The kickoff event in Batavia took place at a residential house that the BOCES students, all of whom have completed OSHA's 10-hour safety course, are constructing. Lehigh Construction, an OSHA alliance partner, has worked for the past five years with OSHA and BOCES to provide safety training to students.

The campaign is part of OSHA's Young Worker Initiative, which provides information and resources to teenagers, parents, educators and employers to ensure that youth have safe and rewarding work experiences. To learn more about workplace safety for teens, visit

Workplaces are safer than they have ever been with fatality and injury and illness rates declining to record lows in this administration. The injury and illness rate was 4.4 per 100 employees and the work-related fatality rate was 4.0 fatalities per 100,000 employees in 2006, the latest data available. Since OSHA's inception in 1971, U.S. employment has increased from 56 million employees at 3.5 million worksites to more than 135 million employees at 8.9 million worksites.
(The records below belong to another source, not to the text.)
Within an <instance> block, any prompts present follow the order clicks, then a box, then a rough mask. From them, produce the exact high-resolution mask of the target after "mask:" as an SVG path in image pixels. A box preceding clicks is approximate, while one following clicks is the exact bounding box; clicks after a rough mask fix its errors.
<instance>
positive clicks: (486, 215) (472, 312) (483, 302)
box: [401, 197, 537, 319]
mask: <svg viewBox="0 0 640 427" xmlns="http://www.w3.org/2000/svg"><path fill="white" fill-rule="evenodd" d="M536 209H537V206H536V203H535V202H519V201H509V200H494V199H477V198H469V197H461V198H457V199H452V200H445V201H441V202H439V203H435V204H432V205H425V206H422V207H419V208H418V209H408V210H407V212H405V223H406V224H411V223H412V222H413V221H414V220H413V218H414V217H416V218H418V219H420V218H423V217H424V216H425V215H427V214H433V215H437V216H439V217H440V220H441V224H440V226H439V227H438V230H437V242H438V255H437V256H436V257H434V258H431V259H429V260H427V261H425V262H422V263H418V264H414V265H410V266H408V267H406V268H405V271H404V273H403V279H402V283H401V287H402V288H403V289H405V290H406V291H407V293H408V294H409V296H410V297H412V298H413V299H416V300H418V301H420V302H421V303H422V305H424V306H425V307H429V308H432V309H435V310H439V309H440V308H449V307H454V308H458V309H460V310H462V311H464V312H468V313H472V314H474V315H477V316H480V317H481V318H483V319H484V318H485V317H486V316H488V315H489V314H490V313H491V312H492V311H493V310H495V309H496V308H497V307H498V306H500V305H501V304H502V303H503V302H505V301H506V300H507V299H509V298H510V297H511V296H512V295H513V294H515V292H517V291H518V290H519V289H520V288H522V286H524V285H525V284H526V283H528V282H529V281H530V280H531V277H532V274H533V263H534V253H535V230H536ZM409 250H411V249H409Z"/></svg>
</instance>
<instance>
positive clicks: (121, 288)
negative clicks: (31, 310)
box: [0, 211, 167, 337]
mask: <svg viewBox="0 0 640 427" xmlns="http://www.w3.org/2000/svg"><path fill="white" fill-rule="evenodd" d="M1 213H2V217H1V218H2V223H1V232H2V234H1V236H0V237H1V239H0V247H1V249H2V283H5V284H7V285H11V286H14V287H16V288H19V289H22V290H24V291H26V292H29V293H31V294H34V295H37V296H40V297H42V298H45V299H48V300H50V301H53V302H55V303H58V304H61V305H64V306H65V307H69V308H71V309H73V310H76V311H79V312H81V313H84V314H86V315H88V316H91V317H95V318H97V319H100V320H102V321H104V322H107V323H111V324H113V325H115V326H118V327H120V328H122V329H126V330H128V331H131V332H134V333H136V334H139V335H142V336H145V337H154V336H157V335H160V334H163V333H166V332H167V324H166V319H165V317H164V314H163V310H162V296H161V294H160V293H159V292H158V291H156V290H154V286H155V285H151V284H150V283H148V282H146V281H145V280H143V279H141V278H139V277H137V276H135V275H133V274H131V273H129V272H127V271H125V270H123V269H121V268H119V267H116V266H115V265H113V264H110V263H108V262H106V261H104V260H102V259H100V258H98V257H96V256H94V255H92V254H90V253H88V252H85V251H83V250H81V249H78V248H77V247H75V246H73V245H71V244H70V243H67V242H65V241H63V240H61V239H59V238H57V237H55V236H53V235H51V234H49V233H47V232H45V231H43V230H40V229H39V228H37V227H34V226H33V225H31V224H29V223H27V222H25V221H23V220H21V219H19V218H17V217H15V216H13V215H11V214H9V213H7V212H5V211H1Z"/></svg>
OSHA and its regional partners are striving to reduce work-related injuries among teenagers by teaching them on-the-job safety and integration of principles into their work tasks from this early age. Through working with many strong national and regional Alliance Program participants and other cooperative programs, OSHA plans to reach more than three million teens who work during the summer.

Under the Occupational Safety and Health Act of 1970, employers are responsible for providing a safe and healthy workplace for their employees. OSHA's role is to promote the safety and health of America's working men and women by setting and enforcing standards; providing training, outreach and education; establishing partnerships; and encouraging continual process improvement in workplace safety and health.